1. A novel device for separating plasma from a whole blood sample on a treated membrane comprising lateral flow chromatographic assay microporous membrane having a sample application zone, a separation zone, and an analysis zone, and an erythrocyte binding agent added to the membrane in an amount sufficient to bind any erythrocytes present in the sample.

2. The device of claim 1 wherein the membrane material consists of one of the following group: cellulose acetate, nitrocellulose, nylons, polyethersulfones, polypropylene, polyvinylidene flouride, and combinations thereof.

3. The device of claim 1 wherein the membrane has a porosity of about 1 micron to about 20 microns.

4. The device of claim 1 wherein the membrane is supported.

5. The device of claim 1 wherein the erythrocyte binding agent is added to one of the following membrane zones, the sample application zone and the separation zone.

6. The device of claim 1 wherein the erythrocyte binding agent is added to the membrane in one of the following geometries, a longitudinal gradient and a transverse row.

7. The device of claim 1 wherein the erythrocyte binding agent is an anti-erythrocyte antibody.

8. The device of claim 1 wherein the erythrocyte binding agent is a lectin that binds to sugar residues on the membranes of the red blood cells.
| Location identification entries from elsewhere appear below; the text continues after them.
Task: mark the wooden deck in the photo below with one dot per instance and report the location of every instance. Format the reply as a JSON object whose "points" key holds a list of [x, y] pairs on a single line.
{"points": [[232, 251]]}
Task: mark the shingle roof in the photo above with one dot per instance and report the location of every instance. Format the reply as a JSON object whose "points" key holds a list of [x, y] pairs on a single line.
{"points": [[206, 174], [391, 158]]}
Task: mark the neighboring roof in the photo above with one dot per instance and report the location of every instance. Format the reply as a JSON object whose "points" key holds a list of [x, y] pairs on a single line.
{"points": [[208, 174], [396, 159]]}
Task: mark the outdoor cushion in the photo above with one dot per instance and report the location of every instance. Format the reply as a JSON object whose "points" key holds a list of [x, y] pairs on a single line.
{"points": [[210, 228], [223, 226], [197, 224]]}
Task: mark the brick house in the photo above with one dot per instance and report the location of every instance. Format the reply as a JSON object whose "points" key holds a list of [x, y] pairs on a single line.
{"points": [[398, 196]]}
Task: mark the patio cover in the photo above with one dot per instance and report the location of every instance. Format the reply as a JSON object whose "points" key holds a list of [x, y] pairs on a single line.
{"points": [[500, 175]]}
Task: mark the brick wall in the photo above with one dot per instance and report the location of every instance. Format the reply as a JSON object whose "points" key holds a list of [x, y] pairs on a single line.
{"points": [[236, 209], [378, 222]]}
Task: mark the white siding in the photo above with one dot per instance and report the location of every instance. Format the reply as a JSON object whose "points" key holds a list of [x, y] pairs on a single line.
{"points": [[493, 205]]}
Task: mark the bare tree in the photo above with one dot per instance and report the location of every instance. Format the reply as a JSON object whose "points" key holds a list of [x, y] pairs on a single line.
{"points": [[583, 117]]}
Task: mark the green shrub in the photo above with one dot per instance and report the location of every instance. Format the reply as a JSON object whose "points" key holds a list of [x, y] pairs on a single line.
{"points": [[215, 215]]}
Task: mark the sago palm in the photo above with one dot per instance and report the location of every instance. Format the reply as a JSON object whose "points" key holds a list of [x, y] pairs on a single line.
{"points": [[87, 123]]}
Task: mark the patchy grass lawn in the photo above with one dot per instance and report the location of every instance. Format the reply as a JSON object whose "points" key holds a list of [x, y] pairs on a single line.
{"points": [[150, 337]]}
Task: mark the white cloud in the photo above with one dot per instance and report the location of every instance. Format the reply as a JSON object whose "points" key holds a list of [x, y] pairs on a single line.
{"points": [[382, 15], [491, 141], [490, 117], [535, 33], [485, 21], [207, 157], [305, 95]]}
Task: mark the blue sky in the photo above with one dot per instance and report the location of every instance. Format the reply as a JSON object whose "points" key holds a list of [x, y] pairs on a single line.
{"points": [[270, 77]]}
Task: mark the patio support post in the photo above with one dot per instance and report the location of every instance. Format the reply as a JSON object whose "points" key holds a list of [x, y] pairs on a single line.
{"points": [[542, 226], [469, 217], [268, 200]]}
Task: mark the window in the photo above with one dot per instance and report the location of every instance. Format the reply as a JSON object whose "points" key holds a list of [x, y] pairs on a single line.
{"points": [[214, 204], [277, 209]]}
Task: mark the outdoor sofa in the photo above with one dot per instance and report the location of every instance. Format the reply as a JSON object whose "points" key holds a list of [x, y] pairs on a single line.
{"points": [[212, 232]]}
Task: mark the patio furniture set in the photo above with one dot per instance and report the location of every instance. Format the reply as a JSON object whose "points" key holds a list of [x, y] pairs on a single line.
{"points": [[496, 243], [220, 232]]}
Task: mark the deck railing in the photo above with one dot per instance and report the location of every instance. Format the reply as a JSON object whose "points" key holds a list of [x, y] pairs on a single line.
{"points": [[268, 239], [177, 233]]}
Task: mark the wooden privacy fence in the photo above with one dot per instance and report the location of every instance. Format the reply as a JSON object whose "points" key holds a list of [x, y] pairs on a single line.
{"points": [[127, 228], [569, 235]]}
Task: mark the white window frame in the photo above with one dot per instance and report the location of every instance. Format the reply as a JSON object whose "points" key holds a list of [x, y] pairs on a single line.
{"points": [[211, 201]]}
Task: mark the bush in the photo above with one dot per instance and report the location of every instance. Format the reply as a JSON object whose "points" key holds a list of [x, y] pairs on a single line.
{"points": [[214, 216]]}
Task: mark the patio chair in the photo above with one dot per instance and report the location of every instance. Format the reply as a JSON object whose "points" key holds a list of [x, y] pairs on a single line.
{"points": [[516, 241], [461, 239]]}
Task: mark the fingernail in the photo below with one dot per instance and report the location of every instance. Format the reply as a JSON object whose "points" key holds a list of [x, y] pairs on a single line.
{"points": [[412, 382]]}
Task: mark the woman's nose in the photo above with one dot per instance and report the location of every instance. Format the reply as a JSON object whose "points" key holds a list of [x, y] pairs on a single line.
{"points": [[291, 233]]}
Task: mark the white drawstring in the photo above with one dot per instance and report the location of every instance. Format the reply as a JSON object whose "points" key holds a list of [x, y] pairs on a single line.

9. The device of claim 1 wherein a wick is placed at the membrane distal to a sample application zone.

10. The device of claim 1 wherein the device also comprises a sample application pad added to the sample application zone of the membrane.

11. The device of claim 7 wherein the sample application pad also comprises a moisture- retaining agent.

12. A method for separating plasma from a whole blood sample on a treated membrane comprising:

a) applying a whole blood sample to a microporous lateral flow chromatographic assay membrane having a sample application zone, a separation zone, and an analysis zone, and an erythrocyte binding agent added to the membrane in an amount sufficient to bind any erythrocytes present in the sample;

b) allowing sufficient time for any erythrocytes in the sample to bind to the binding agent, thereby separating plasma from the sample;

c) further allowing sufficient time for the sample plasma to migrate through the separation zone and into the analysis zone; and

d) analyzing the migrated plasma to determine the presence or amount of an analyte.

13. The method of claim 12 wherein the membrane material consists of one of the following group: cellulose acetate, nitrocellulose, nylons, polyethersulfones, polypropylene, polyvinylidene fluoride and combinations thereof.

14. The method of claim 12 wherein the membrane has a porosity of about 1 micron to about 20 microns.

15. The method of claim 12 wherein the membrane is supported.

16. The method of claim 12 wherein the erythrocyte binding agent is added to one of the following membrane zones, the sample application zone and the separation zone.

17. The method of claim 12 wherein the erythrocyte binding agent is added to the membrane in one of the following geometries, a longitudinal gradient and a transverse row.

18. The method of claim 12 wherein the erythrocyte binding agent is an anti-erythrocyte antibody.

19. The method device of claim 12 wherein the erythrocyte binding agent is a lectin that binds to sugar residues on the membranes of the red blood cells.

20. The method device of claim 12 wherein a wick is placed at the membrane distal to a sample application zone.

21. The method of claim 12 wherein the device also comprises a sample application pad added to the sample application zone of the membrane.

22. The method of claim 21 wherein the sample application pad also comprises a moisture-retaining agent.